Saturday, December 1, 2012

I just had a thought remembering something


 about my dad and growing up. One night we discussed mortgages and I was overwhelmed to hear how much dad paid for the family manse back in '54.

Right now (before taxes) I could buy 6 of them and still have some chump change left over!

Waugh!!!

Back in '56 when I started first grade in Nona Bryant's class I would have a buck pinned into my shirt pocket and hand it to the teacher every Monday morning. It was my lunch money for the school lunch program and it fed me lunch for a week.

Right now I probably make four or five times what my dad did before he died in '82 and probably live in a comporable place in a somewhat comparable neighborhood, give or take.

It takes an awful lot of money these days to live on. On the way to work I coughed up almost four bucks for a cup of coffee and two doughnuts and I recall buying the same thing years ago and handing the girl a buck and getting back change. Even after a reasonable tip, I had a couple of dimes or a quarter left over.

Back in the day, two bucks would buy a guy a pretty good brain roasting on a Saturday night. A bottle of Boone's Farm was a buck, a quart of beer was about forty cents and a nip of halfway decent whiskey was half a buck. Two bucks would give you a pretty good night of raising hell with the boys and you'd even get change.

A few years later I would give one of my older friends a ten and he'd make a 'Packy run' and hand me a jug of scotch and a case of beer and I'd get a couple bucks back in change.

A few years later after I got out of the service I recall that a hundred bucks would buy a guy one hell of a weekend and likely you'd have enough left over for a pretty good breakfast on Monday morning.

In '69 I bought a '63 MGB for $200 and although that was one hell of a deal even then, when the MG blew its engine a while later I went through a string of cars, none of which cost me over fifty bucks.

All in all, things were a whole lot cheaper than.

On the other hand, so were wages. I used to bust my ass in high school at a boatyard for a buck an hour and later in a supermarket the wage wasn't much more than two bucks an hour.

I remember framing houses after I got out of the service for four bucks a hour and thinking that it was pretty good money.

Still, over the past twenty years things seem to have gotten completely crazy. When I look at my present pay scale I think I'm really doing well but then I look again at what things cost and figure that I'm really not getting ahead in that I am not likely to buy the big house on the hill of get myself a Ferrari anywhere in the near future.

I suppose that if I was making the money today back in the day I would be able to afford a Ferrari or maybe an airplane of some sort or maybe a big yacht.

I remember back in '69 one of my friends bought a pretty good sized boat that was the talk of the neighborhood and the price by todays standards was nothing.
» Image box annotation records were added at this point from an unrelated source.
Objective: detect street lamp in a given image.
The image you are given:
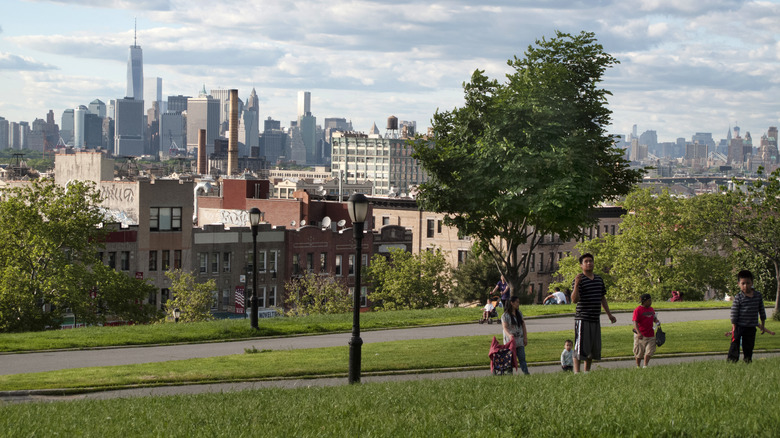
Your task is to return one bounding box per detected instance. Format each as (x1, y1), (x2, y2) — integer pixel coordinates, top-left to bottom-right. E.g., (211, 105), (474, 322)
(347, 193), (368, 383)
(249, 207), (263, 330)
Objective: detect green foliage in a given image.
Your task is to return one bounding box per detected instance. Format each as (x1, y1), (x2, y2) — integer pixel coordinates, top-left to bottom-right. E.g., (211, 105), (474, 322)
(413, 32), (643, 293)
(452, 246), (501, 303)
(0, 180), (155, 332)
(165, 269), (217, 322)
(284, 272), (353, 316)
(366, 248), (452, 310)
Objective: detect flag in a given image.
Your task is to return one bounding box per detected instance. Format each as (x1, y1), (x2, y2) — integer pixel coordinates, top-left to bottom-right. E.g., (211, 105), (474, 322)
(234, 286), (244, 313)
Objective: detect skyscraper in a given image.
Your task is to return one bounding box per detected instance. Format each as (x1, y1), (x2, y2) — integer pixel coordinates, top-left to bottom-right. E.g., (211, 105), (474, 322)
(125, 23), (144, 101)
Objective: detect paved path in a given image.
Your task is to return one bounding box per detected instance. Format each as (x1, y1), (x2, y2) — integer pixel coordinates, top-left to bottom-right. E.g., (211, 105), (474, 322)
(0, 309), (729, 375)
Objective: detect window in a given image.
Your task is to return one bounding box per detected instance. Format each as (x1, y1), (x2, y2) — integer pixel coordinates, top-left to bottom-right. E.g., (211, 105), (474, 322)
(222, 252), (230, 272)
(257, 251), (265, 272)
(458, 249), (469, 266)
(149, 251), (157, 271)
(149, 207), (181, 231)
(198, 252), (209, 274)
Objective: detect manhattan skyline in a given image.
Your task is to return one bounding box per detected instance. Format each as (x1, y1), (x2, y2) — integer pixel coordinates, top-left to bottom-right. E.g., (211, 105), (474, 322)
(0, 0), (780, 141)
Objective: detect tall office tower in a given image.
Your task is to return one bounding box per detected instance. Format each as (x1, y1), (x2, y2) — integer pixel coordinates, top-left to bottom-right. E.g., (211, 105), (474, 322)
(298, 91), (321, 164)
(163, 94), (192, 114)
(331, 132), (428, 195)
(114, 98), (144, 157)
(144, 76), (165, 114)
(184, 90), (219, 157)
(60, 109), (73, 145)
(209, 89), (230, 127)
(159, 111), (187, 159)
(125, 23), (144, 100)
(259, 117), (288, 164)
(84, 112), (103, 149)
(8, 122), (22, 149)
(87, 99), (106, 119)
(73, 105), (87, 149)
(0, 117), (9, 151)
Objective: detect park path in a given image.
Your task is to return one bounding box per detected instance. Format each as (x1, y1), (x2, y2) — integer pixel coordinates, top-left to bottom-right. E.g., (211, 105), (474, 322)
(0, 309), (729, 375)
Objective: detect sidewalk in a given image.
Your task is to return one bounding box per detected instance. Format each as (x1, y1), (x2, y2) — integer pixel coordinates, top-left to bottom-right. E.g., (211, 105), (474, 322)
(0, 351), (780, 404)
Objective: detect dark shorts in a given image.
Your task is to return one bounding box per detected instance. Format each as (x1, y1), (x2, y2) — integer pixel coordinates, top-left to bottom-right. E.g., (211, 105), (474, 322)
(574, 320), (601, 360)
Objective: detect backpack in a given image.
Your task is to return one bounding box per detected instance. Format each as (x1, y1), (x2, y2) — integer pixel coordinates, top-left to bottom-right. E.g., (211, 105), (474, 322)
(655, 325), (666, 347)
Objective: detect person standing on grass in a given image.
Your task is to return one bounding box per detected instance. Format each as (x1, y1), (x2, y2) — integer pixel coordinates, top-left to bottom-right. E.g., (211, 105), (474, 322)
(501, 296), (530, 374)
(726, 270), (775, 363)
(633, 294), (661, 368)
(490, 275), (509, 311)
(571, 253), (617, 374)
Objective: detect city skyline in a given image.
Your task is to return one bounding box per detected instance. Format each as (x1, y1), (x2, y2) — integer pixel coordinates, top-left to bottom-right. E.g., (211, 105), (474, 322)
(0, 0), (780, 141)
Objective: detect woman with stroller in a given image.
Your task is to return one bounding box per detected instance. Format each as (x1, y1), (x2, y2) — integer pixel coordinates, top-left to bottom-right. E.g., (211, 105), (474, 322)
(501, 296), (530, 374)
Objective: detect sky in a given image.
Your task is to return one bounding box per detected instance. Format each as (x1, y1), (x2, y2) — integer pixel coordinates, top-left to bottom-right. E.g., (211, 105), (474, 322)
(0, 0), (780, 141)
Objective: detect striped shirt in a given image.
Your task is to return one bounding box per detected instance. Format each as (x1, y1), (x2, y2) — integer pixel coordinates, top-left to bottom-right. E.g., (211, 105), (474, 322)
(571, 274), (607, 322)
(731, 290), (766, 327)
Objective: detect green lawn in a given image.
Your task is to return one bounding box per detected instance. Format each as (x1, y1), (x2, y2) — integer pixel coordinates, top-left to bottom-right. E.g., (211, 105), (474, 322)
(0, 358), (780, 438)
(0, 301), (740, 352)
(0, 321), (780, 391)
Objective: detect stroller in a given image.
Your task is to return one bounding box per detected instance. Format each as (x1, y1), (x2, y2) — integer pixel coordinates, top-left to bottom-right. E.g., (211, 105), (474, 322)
(488, 336), (517, 376)
(479, 297), (498, 324)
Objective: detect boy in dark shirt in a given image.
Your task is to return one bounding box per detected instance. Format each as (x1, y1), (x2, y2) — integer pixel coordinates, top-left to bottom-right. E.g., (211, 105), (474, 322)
(726, 270), (775, 363)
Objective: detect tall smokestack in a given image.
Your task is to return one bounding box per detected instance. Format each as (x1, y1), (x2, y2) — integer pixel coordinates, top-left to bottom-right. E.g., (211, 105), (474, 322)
(228, 90), (238, 175)
(198, 129), (206, 175)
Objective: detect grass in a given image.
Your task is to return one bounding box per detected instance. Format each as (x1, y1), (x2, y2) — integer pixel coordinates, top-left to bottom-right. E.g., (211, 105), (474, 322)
(0, 358), (780, 437)
(0, 320), (780, 391)
(0, 301), (740, 352)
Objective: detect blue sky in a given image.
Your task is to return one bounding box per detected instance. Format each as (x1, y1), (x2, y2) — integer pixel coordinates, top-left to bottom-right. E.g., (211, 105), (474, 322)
(0, 0), (780, 141)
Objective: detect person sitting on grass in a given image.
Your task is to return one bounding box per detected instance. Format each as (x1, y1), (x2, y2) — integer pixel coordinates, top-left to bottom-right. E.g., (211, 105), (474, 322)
(726, 270), (775, 363)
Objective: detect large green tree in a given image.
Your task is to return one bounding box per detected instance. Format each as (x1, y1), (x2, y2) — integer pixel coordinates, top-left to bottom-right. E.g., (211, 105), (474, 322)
(366, 248), (452, 310)
(413, 32), (642, 291)
(0, 180), (157, 331)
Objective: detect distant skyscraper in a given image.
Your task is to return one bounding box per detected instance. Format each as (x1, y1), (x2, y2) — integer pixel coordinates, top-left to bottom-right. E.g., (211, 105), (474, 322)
(126, 23), (144, 100)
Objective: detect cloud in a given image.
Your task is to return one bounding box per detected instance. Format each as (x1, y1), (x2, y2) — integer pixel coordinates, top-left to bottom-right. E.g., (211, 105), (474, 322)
(0, 52), (57, 71)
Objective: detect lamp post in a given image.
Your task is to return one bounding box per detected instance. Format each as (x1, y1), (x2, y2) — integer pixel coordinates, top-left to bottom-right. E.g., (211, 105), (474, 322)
(347, 193), (368, 384)
(249, 207), (263, 330)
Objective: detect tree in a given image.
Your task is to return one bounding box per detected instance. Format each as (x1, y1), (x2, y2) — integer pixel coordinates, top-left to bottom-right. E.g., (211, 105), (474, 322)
(452, 241), (501, 303)
(710, 168), (780, 315)
(284, 272), (353, 316)
(0, 180), (157, 331)
(165, 269), (217, 322)
(413, 32), (643, 298)
(366, 248), (452, 310)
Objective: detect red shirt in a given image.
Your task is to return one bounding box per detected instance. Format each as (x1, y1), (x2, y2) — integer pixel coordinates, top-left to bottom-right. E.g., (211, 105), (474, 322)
(633, 306), (655, 338)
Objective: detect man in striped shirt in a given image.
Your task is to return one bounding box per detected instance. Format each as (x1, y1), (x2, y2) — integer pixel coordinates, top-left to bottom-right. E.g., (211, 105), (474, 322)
(571, 254), (617, 373)
(726, 270), (775, 363)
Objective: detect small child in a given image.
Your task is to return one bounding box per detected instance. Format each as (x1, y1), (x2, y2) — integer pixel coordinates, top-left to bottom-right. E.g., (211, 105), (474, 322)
(726, 270), (775, 363)
(561, 339), (574, 371)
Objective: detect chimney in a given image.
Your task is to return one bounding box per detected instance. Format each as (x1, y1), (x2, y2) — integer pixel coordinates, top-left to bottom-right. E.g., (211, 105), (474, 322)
(198, 129), (206, 175)
(228, 90), (238, 175)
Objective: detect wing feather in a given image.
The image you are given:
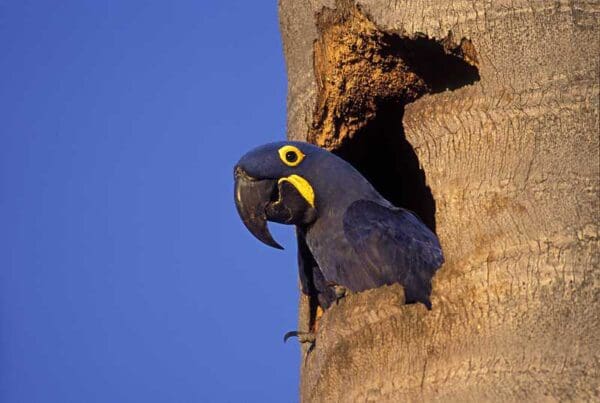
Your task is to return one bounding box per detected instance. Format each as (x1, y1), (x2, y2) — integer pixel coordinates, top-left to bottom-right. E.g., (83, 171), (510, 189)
(344, 200), (444, 308)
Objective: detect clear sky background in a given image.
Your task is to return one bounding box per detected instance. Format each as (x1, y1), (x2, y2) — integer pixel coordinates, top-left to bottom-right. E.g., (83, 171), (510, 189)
(0, 0), (300, 403)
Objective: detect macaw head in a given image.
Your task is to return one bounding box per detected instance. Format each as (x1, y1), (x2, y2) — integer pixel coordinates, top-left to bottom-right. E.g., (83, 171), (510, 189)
(234, 141), (375, 249)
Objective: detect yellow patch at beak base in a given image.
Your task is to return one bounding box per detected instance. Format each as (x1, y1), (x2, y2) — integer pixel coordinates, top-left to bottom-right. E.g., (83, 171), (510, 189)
(277, 175), (315, 207)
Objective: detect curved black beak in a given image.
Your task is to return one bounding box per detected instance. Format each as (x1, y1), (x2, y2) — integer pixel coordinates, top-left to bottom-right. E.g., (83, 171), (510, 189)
(234, 166), (283, 249)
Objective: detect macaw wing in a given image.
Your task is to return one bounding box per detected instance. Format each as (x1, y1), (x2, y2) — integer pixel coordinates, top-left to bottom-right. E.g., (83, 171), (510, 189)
(344, 200), (444, 308)
(296, 228), (335, 308)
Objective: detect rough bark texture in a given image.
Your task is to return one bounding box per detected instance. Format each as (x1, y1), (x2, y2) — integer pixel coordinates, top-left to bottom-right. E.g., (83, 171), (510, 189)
(280, 0), (600, 402)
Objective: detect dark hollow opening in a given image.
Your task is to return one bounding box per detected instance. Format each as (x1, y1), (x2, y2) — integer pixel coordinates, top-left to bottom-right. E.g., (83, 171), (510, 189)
(335, 104), (435, 232)
(334, 34), (479, 237)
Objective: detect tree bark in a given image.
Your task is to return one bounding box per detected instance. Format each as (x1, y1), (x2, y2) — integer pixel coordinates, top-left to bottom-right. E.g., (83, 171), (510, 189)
(279, 0), (600, 402)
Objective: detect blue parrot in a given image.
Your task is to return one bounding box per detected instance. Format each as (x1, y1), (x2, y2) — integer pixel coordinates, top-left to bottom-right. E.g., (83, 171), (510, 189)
(234, 141), (444, 332)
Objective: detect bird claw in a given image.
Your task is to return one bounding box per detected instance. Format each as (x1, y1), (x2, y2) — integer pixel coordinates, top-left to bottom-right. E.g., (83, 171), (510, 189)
(333, 284), (348, 305)
(283, 330), (317, 344)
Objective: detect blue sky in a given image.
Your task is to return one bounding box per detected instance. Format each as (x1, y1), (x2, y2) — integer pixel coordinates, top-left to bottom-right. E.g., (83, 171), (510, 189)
(0, 0), (300, 403)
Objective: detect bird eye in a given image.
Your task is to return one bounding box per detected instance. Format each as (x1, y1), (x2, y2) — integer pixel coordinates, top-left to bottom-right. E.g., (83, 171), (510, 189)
(279, 145), (305, 167)
(285, 151), (298, 163)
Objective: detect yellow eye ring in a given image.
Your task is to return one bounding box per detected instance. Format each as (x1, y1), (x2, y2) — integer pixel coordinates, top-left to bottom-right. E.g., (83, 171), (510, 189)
(279, 145), (306, 167)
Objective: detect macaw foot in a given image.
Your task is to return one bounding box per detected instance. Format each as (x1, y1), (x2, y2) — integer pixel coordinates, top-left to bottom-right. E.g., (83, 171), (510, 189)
(333, 284), (349, 305)
(283, 330), (317, 344)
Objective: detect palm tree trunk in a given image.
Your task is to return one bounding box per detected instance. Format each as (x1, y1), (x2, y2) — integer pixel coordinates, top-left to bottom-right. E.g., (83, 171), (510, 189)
(279, 0), (600, 402)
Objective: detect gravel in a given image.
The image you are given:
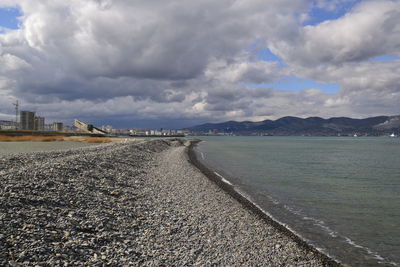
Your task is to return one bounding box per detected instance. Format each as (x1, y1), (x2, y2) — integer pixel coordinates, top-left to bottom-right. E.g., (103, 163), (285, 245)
(0, 139), (334, 266)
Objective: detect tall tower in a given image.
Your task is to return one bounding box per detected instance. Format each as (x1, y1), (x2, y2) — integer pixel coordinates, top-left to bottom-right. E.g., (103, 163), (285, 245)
(13, 100), (19, 130)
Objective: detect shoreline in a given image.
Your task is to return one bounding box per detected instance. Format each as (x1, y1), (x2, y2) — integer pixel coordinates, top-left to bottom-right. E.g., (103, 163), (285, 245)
(187, 140), (343, 267)
(0, 139), (337, 266)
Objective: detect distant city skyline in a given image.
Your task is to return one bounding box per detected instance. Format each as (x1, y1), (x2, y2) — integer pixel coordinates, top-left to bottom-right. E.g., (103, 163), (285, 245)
(0, 0), (400, 129)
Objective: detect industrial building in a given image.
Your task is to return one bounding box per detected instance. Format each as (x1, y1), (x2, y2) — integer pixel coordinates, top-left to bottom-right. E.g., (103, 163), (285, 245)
(34, 117), (45, 131)
(19, 110), (35, 130)
(53, 122), (64, 132)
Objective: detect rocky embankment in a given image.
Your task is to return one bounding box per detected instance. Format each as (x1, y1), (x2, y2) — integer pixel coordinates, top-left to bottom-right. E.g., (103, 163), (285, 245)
(0, 140), (332, 266)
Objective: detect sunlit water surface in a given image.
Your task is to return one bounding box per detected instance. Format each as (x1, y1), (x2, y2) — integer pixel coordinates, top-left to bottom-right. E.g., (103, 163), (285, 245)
(196, 137), (400, 266)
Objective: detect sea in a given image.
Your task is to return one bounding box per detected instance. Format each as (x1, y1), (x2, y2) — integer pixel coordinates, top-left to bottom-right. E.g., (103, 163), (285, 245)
(195, 136), (400, 266)
(0, 141), (93, 156)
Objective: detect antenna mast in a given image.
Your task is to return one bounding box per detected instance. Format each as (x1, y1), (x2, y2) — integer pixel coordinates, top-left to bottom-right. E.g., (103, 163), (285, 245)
(13, 100), (19, 130)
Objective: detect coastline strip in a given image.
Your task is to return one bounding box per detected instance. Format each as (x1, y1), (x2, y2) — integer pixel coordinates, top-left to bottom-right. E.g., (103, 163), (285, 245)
(188, 140), (343, 266)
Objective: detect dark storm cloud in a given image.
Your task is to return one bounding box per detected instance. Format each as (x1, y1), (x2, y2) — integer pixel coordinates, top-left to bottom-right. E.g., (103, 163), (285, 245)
(0, 0), (400, 126)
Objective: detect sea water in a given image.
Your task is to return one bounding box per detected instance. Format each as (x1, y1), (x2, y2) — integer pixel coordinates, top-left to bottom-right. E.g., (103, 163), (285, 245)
(196, 137), (400, 266)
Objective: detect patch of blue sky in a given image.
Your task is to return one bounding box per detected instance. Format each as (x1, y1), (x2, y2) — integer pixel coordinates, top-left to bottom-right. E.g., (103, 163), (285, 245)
(304, 0), (361, 26)
(254, 48), (286, 67)
(0, 7), (22, 32)
(370, 55), (400, 62)
(248, 40), (286, 67)
(242, 76), (340, 94)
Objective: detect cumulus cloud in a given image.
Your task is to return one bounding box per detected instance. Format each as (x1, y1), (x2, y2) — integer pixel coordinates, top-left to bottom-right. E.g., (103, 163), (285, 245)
(0, 0), (400, 126)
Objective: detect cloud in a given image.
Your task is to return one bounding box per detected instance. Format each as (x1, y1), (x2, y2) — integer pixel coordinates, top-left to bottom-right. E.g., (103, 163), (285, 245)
(0, 0), (400, 127)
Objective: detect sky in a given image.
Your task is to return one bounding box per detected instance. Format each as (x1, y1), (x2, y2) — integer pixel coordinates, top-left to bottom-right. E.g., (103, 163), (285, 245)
(0, 0), (400, 129)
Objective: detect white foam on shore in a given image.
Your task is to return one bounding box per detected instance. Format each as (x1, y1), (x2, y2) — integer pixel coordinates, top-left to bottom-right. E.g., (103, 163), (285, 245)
(344, 236), (399, 266)
(214, 172), (233, 186)
(234, 187), (304, 241)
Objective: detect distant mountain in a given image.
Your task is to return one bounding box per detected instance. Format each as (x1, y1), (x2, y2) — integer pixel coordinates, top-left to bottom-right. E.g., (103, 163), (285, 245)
(189, 115), (400, 136)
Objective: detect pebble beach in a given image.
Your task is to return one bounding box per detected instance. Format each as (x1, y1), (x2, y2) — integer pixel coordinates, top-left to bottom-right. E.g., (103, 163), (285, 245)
(0, 139), (338, 266)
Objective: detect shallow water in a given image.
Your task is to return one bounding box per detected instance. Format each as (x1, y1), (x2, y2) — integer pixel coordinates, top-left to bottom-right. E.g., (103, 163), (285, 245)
(197, 137), (400, 266)
(0, 141), (93, 156)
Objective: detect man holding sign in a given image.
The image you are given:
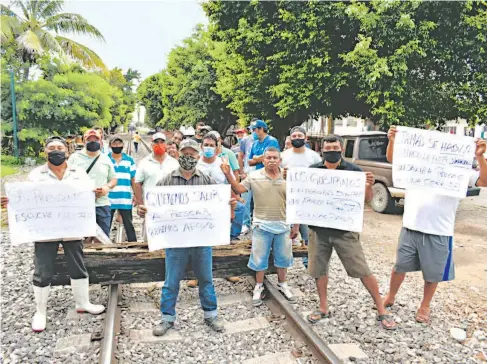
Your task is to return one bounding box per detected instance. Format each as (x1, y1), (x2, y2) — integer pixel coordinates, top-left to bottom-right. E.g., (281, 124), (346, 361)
(308, 135), (396, 330)
(384, 126), (487, 323)
(2, 136), (105, 332)
(138, 139), (236, 336)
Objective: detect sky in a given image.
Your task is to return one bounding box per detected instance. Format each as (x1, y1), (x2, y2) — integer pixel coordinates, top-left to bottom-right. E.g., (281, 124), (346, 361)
(16, 0), (207, 79)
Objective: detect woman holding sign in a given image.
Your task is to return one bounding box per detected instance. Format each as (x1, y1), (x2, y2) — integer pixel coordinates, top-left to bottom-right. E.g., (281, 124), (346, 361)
(2, 136), (105, 332)
(384, 126), (487, 323)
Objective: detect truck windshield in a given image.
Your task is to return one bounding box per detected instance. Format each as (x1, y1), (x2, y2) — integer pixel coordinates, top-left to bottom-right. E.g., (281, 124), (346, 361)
(358, 136), (389, 163)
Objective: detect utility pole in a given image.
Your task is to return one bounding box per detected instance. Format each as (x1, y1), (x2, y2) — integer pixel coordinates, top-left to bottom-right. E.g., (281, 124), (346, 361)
(10, 70), (19, 158)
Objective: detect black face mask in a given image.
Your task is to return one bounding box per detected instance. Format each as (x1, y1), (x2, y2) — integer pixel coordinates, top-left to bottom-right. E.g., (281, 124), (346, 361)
(47, 150), (66, 166)
(291, 139), (306, 148)
(86, 141), (100, 152)
(112, 147), (123, 154)
(323, 150), (342, 163)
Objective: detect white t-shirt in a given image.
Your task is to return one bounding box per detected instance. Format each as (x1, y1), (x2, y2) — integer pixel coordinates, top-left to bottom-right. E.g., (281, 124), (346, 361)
(196, 157), (233, 185)
(281, 147), (321, 168)
(403, 172), (479, 236)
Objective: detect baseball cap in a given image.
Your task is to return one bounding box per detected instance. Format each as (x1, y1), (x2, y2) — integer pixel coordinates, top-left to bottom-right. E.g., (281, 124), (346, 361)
(83, 129), (101, 139)
(152, 133), (166, 141)
(179, 139), (201, 153)
(110, 134), (123, 144)
(250, 120), (269, 130)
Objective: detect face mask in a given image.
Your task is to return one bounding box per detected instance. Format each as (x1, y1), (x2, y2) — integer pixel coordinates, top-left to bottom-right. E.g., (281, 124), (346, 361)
(154, 144), (166, 155)
(323, 150), (342, 163)
(291, 139), (305, 148)
(112, 147), (123, 154)
(47, 150), (66, 166)
(179, 155), (198, 171)
(203, 147), (216, 158)
(86, 141), (100, 152)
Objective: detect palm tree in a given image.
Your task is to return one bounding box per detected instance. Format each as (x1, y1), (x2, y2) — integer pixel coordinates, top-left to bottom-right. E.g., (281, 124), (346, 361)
(0, 0), (106, 78)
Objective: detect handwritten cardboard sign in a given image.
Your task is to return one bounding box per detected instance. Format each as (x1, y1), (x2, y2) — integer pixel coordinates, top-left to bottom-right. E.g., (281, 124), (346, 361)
(5, 181), (96, 245)
(392, 126), (475, 198)
(286, 168), (365, 232)
(144, 185), (231, 251)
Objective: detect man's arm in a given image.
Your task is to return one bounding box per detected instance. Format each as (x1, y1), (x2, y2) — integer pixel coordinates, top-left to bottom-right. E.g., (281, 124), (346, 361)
(365, 172), (375, 202)
(220, 160), (248, 194)
(386, 125), (397, 163)
(475, 139), (487, 187)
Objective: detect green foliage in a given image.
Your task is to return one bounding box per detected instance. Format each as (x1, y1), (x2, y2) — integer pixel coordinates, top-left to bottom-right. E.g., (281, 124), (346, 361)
(137, 73), (164, 126)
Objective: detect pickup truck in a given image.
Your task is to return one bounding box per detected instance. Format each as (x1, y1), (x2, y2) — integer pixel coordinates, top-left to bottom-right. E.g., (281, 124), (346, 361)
(341, 131), (480, 213)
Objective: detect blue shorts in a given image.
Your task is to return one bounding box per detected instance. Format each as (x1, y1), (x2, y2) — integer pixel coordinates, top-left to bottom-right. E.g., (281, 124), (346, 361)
(247, 227), (293, 272)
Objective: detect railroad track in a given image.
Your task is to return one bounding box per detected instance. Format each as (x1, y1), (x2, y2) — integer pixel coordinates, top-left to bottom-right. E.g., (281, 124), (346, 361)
(95, 134), (341, 364)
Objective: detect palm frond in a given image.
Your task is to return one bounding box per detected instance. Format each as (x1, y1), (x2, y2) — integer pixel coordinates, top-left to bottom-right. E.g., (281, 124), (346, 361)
(39, 0), (64, 19)
(35, 29), (64, 57)
(17, 29), (44, 54)
(55, 35), (107, 71)
(0, 15), (21, 43)
(10, 0), (30, 20)
(45, 13), (105, 41)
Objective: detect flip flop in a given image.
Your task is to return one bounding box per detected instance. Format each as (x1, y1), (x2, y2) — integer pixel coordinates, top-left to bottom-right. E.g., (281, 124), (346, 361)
(306, 310), (331, 325)
(377, 315), (397, 330)
(416, 308), (431, 324)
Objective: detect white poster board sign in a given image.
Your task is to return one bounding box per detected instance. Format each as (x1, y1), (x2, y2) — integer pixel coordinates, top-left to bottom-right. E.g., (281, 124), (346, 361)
(144, 185), (231, 251)
(286, 168), (365, 232)
(5, 181), (96, 245)
(392, 126), (475, 198)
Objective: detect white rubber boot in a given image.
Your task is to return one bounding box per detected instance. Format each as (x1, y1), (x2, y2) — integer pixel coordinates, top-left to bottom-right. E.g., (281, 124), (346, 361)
(71, 278), (105, 315)
(32, 286), (51, 332)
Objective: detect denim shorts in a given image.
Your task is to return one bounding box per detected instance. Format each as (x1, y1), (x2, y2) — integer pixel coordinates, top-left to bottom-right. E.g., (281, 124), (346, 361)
(247, 227), (293, 272)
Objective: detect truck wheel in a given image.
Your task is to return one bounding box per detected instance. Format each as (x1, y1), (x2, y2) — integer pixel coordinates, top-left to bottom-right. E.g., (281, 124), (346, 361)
(370, 182), (396, 214)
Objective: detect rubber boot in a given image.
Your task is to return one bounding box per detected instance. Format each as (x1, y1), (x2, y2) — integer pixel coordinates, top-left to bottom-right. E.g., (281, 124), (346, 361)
(32, 286), (51, 332)
(71, 278), (105, 315)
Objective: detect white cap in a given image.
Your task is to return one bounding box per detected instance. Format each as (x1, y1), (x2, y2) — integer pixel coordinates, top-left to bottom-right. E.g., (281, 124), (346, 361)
(152, 133), (166, 141)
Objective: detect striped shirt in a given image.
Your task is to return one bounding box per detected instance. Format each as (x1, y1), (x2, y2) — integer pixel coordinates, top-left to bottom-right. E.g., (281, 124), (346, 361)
(108, 153), (135, 210)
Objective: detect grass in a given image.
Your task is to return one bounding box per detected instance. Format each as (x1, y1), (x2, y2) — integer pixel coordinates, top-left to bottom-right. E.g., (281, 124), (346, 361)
(0, 165), (19, 178)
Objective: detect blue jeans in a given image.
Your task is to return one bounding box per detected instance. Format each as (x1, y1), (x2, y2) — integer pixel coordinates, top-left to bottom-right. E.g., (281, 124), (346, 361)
(242, 191), (252, 228)
(247, 226), (294, 272)
(230, 201), (245, 239)
(96, 206), (112, 238)
(161, 246), (217, 322)
(299, 224), (309, 268)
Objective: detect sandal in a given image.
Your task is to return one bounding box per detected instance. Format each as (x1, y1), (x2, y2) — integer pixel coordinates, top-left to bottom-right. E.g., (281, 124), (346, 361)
(306, 310), (331, 324)
(416, 308), (431, 324)
(377, 315), (397, 330)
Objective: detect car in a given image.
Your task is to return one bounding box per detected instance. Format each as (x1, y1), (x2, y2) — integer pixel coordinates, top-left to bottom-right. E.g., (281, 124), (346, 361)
(340, 131), (480, 213)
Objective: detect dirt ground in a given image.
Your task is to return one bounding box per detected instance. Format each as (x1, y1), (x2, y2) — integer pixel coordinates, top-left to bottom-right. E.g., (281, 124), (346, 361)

I vaguely remember five grand but I could be wrong. Still, it was cheap by today's standards. Dirt cheap.

The value of the dollar has spiraled down as the cost of things has spiraled up. It's incredible.

As I get older and look at the amount things cost it make me long for the days when finding an extra $5 actually meant something. Hell, if nothing else, back then a fin was good for 4 pitchers of draft beer. You could be the life of the party for that.

Last summer I gave the 10 year old $20 to pull weeds for me and although he did a pretty good job, at $5 an hour it struck me that it was a buck an hour I made framing houses for a guy when I got out of the army. I did manage to get a raise to $5 after a while but it feels wierd paying a 10 year old what I made in my 20s.

I often look back to the days when the dollar was strong and the way I see it, I would have no problem today working for 10% of what I make now if everything else would drop to 10% of what it is today.

Still, people would gripe because they want 'big wages' even though big wages mean big prices.

In "A Conecticut Yankee in King Arthur's Court" Mark Twain wrote a funny piece along these same lines about the way people think. It's true. People fool themselves when they want a raise because the things they buy generally go up in price either corrospondingly or even at a somewhat higher rate than their pay raise.

You wind up making more but being able to buy less. Where's the increase in the standard of living? It isn't there.

Then again, we are pretty much surrounded by people that do not know how to count. If you don't believe me, look at our elected government officials.